Jaimen lives this philosophy. He became a quadriplegic after a motorcycle accident at the age of 17. Rather than let this devastating incident define him, he maintained his positivity and adopted an attitude that he would make the most of his life.
Now in his late 20s, he is married with a young son and is a successful photographer and videographer, taking spectacular drone vision of the natural environment, mainly around his home town of Esperance on WA’s south coast.

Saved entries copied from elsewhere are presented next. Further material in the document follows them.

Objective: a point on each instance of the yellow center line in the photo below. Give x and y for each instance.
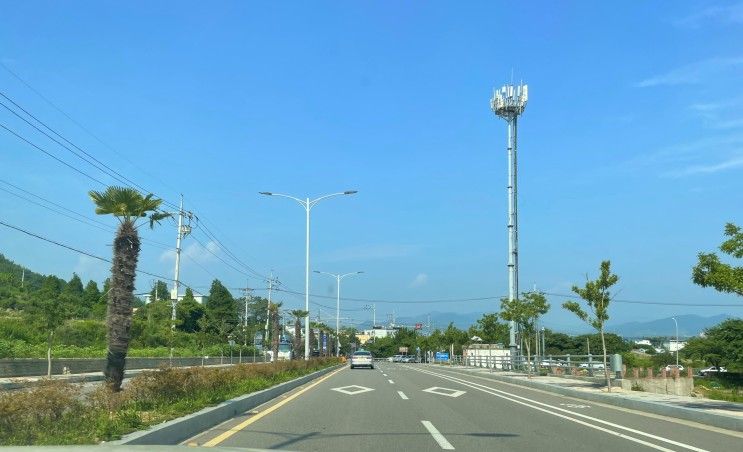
(224, 435)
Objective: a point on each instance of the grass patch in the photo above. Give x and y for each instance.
(56, 412)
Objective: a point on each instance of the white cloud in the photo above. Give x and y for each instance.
(732, 163)
(420, 280)
(193, 251)
(732, 14)
(698, 72)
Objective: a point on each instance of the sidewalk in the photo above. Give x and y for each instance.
(719, 413)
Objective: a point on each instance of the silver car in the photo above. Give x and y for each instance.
(362, 358)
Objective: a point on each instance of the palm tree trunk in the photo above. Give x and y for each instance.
(312, 340)
(49, 354)
(119, 318)
(276, 334)
(606, 369)
(297, 338)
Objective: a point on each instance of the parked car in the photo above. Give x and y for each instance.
(712, 370)
(362, 358)
(599, 366)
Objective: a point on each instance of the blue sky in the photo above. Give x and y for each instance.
(631, 148)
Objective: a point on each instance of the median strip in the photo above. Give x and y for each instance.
(225, 435)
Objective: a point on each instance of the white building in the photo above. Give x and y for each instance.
(199, 298)
(673, 345)
(380, 332)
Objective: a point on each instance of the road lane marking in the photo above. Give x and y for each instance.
(514, 397)
(352, 390)
(446, 445)
(685, 422)
(444, 391)
(225, 435)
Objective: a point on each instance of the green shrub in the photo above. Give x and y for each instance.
(59, 413)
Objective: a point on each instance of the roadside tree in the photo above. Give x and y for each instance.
(128, 206)
(597, 297)
(524, 312)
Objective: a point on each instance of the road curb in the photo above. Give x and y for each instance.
(177, 430)
(689, 414)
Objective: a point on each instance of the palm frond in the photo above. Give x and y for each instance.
(126, 203)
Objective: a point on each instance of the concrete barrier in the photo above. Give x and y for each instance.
(177, 430)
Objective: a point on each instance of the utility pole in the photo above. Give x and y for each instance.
(248, 297)
(183, 230)
(509, 103)
(338, 278)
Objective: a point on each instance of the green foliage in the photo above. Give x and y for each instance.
(597, 297)
(724, 340)
(490, 330)
(160, 292)
(711, 272)
(221, 308)
(188, 313)
(61, 413)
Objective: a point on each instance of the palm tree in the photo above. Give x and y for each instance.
(298, 315)
(128, 206)
(275, 329)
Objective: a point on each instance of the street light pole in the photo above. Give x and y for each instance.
(675, 322)
(338, 278)
(307, 204)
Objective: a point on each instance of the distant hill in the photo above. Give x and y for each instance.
(689, 325)
(11, 274)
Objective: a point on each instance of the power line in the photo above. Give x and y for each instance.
(82, 127)
(463, 300)
(52, 155)
(97, 164)
(79, 217)
(103, 259)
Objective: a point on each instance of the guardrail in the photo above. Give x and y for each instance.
(586, 365)
(34, 367)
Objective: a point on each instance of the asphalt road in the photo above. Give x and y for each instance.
(414, 407)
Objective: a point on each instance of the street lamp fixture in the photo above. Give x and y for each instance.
(307, 204)
(338, 278)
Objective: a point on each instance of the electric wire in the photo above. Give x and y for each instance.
(86, 156)
(79, 217)
(85, 253)
(81, 126)
(51, 155)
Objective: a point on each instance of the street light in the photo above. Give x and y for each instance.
(338, 307)
(674, 321)
(308, 204)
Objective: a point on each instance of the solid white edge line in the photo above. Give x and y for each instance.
(611, 424)
(446, 445)
(577, 421)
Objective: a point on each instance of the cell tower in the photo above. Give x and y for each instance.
(508, 103)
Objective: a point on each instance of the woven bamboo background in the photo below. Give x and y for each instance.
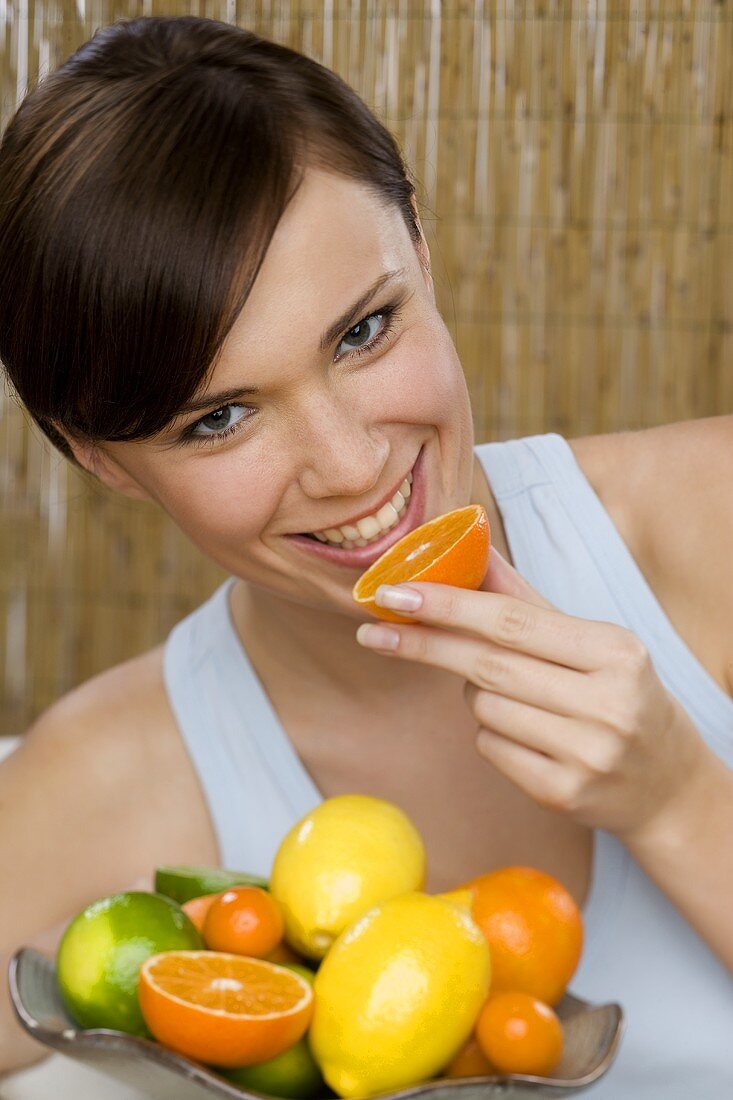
(576, 166)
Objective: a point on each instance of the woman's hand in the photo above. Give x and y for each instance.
(569, 710)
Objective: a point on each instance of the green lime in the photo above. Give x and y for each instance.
(305, 971)
(105, 946)
(182, 883)
(293, 1073)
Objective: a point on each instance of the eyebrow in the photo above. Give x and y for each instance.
(353, 314)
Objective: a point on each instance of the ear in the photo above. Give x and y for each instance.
(98, 462)
(420, 248)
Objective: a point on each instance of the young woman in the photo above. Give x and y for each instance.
(215, 295)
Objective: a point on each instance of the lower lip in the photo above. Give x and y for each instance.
(362, 557)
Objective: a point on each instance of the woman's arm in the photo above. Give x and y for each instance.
(687, 850)
(572, 712)
(97, 795)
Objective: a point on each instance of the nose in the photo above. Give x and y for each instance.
(341, 455)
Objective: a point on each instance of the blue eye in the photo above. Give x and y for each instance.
(217, 425)
(365, 333)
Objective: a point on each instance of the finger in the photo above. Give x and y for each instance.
(544, 716)
(504, 579)
(538, 776)
(488, 667)
(539, 631)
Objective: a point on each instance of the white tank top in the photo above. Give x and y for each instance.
(638, 950)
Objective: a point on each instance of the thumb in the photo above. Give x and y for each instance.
(504, 579)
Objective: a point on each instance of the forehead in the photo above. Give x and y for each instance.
(335, 239)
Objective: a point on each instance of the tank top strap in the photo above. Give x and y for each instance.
(566, 543)
(253, 782)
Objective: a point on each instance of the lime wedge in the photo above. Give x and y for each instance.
(182, 883)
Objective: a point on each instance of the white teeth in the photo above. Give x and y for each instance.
(369, 527)
(387, 515)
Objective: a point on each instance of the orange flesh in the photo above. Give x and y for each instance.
(450, 549)
(239, 986)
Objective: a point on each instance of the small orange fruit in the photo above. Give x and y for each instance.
(223, 1010)
(196, 910)
(450, 549)
(534, 928)
(520, 1034)
(470, 1062)
(245, 921)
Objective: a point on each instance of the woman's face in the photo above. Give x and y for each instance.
(337, 383)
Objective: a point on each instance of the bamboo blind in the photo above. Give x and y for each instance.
(576, 166)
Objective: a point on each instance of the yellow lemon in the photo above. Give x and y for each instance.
(343, 857)
(397, 994)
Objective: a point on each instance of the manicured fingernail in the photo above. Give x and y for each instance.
(378, 637)
(398, 597)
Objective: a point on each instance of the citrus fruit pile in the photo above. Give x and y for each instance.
(340, 972)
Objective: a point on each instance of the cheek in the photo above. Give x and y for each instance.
(218, 498)
(426, 383)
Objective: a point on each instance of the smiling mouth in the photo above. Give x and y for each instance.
(371, 527)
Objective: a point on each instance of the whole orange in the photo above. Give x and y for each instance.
(243, 921)
(534, 928)
(520, 1034)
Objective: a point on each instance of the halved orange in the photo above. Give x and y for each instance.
(223, 1010)
(450, 549)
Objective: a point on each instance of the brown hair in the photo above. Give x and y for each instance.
(140, 186)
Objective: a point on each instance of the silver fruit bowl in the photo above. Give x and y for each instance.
(592, 1033)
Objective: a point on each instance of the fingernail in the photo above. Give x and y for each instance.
(398, 597)
(378, 637)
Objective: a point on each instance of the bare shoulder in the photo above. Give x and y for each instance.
(668, 491)
(102, 788)
(677, 473)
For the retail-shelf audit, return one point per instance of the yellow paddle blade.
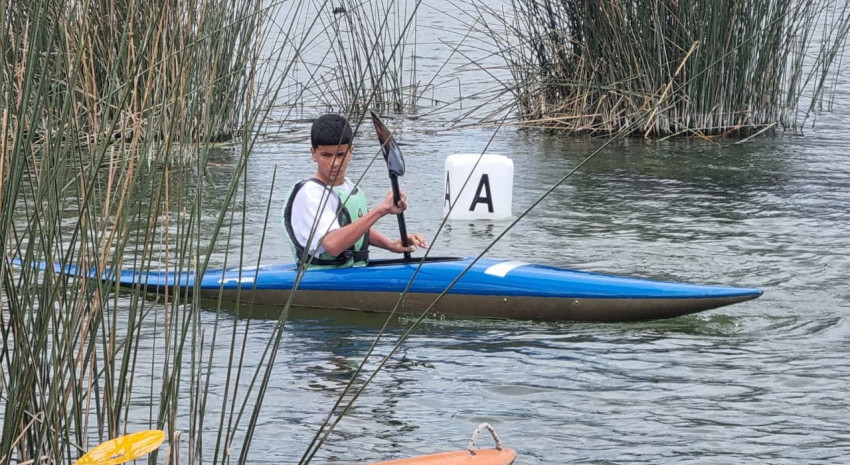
(123, 449)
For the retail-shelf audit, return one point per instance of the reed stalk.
(371, 61)
(108, 108)
(702, 68)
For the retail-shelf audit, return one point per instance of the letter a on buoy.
(483, 184)
(471, 179)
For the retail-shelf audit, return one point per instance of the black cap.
(330, 130)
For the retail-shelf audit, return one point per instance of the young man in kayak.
(330, 213)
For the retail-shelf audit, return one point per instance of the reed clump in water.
(373, 51)
(690, 67)
(105, 111)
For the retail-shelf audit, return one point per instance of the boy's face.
(332, 161)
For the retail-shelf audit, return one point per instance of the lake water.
(765, 381)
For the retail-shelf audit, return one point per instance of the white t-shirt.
(305, 208)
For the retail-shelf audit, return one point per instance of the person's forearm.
(336, 241)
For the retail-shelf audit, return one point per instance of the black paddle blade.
(392, 152)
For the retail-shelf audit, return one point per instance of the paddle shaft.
(402, 228)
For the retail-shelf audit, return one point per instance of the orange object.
(503, 456)
(123, 448)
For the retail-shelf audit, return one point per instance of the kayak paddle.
(123, 448)
(395, 165)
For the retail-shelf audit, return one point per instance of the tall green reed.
(701, 68)
(108, 109)
(371, 56)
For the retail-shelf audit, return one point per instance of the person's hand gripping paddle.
(395, 165)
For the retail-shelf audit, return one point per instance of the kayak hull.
(488, 306)
(456, 287)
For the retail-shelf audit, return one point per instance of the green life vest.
(352, 205)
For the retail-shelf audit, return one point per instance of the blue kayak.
(454, 287)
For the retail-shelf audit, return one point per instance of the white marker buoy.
(489, 191)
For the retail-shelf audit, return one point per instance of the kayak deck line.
(477, 288)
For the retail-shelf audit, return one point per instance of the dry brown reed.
(677, 67)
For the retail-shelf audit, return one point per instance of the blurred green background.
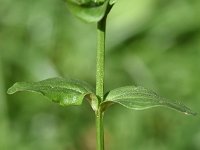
(153, 43)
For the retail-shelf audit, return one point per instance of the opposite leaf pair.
(72, 92)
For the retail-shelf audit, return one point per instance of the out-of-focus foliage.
(153, 43)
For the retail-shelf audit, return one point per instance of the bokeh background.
(152, 43)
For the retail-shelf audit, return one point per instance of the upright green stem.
(101, 29)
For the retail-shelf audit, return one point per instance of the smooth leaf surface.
(88, 10)
(59, 90)
(139, 98)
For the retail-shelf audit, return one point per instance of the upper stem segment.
(101, 29)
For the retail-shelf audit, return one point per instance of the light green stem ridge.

Jaimen is the latest subject of Creating Communities’ Stronger Together series of video conversations to help people navigate these testing times
He says the risks of COVID-19 are a particular concern for people with disabilities. In his own case, his quadriplegia means he has reduced lung capacity and is more susceptible to the infection than most other people. This means he has to be extra cautious about people such as carers coming into his home and works hard to reduce the chances of them bringing the infection with them.
But Jaimen is thankful to be living in Australia with its strong social security safety net and advanced health care system.
Jaimen Hudson is a young father who runs a successful drone photography and videography business from his home in Esperance.
This interview is part of Creating Communities’ series of video conversations with prominent Australians offering insights and wisdom on coping with the challenges this pandemic presents for all of us. It is a key part of our “Stronger Together” approach to the COVID-19 crisis as we work to bring people and communities together to help each other through this testing time.